EEOC to Collect Wage and Hour Data Based on Race, Ethnicity, and Gender in Effort to Aid Enforcement of Laws Requiring Pay Equity

The United States Equal Employment Opportunity Commission (“EEOC”) has proposed a change to the EEO-1 Report, the standard form used to collect workforce profiles from certain private industry employers and federal contractors. In its current iteration, the form annually requires employers to categorize their workforces based on gender, race, ethnicity, and job category, using data collected from one pay period occurring in July, August, or September of the reporting year. The amended form would require further categorization of employees based on W-2 earnings and hours worked.
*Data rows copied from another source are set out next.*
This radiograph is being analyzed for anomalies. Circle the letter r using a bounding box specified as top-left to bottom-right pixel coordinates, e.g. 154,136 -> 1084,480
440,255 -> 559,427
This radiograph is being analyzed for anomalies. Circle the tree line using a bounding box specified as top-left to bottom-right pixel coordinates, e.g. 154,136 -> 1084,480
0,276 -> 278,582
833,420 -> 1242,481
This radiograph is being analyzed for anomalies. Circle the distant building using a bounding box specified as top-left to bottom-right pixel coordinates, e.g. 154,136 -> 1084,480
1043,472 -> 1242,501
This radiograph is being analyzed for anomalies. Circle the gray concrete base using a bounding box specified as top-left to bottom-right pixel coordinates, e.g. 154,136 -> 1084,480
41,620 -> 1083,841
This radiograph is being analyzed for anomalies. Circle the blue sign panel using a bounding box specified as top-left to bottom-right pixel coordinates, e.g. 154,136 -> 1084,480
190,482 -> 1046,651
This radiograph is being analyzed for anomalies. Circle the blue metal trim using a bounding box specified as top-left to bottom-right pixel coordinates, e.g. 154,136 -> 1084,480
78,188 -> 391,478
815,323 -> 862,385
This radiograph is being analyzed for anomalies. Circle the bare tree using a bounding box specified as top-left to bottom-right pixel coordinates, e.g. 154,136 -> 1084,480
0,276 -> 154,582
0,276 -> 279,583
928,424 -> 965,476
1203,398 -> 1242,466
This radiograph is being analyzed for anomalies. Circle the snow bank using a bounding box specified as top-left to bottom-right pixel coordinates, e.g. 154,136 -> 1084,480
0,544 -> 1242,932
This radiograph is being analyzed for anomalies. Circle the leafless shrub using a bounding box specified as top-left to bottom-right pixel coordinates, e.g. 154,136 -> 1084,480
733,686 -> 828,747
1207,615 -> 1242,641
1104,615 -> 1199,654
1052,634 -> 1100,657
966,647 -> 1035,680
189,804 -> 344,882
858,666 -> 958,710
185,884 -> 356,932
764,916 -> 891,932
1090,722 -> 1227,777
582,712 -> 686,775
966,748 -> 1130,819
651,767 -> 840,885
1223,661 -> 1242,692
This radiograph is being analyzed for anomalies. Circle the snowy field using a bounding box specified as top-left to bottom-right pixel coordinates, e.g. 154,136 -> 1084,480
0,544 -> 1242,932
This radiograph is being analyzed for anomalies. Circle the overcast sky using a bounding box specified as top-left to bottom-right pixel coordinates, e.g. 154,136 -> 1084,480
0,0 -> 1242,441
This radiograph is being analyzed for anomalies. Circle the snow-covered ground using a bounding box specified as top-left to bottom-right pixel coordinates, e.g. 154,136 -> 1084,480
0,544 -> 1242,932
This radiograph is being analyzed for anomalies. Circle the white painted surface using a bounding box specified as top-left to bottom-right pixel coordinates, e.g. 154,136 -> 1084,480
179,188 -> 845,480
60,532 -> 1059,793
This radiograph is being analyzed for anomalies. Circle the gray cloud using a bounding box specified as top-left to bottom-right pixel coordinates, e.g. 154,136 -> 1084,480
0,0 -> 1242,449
Employers filing the new EEO-1 Report will have to place the number of employees from each background and job category into one of twelve “pay bands,” which reflect annual wages or salaries ranging from “$19,239 and under” to “$208,000 and over.” Employers must also include the total number of hours worked by the employees in each pay band. Notably, the EEOC “is not proposing to require an employer to begin collecting additional data on actual hours worked for salaried workers, to the extent that the employer does not currently maintain such information.” Accordingly, the EEOC has encouraged employers to comment on the issue, and has suggested that they use a 40 hour per week estimate for full-time salaried employees.

The EEOC’s proposal, which was announced in conjunction with a White House commemoration of the enactment of the Lilly Ledbetter Fair Pay Act, comes in response to efforts by the Obama Administration to improve enforcement of federal laws prohibiting pay discrimination. The EEOC will share the data with the Office of Federal Contract Compliance Programs (“OFCCP”), and plans to use the data “to more effectively focus agency investigations, assess complaints of discrimination, and identify existing pay disparities that may warrant further examination.”

If the proposed changes are adopted, employers will begin reporting wage and hour information on their EEO-1 forms commencing with the 2017 reporting cycle.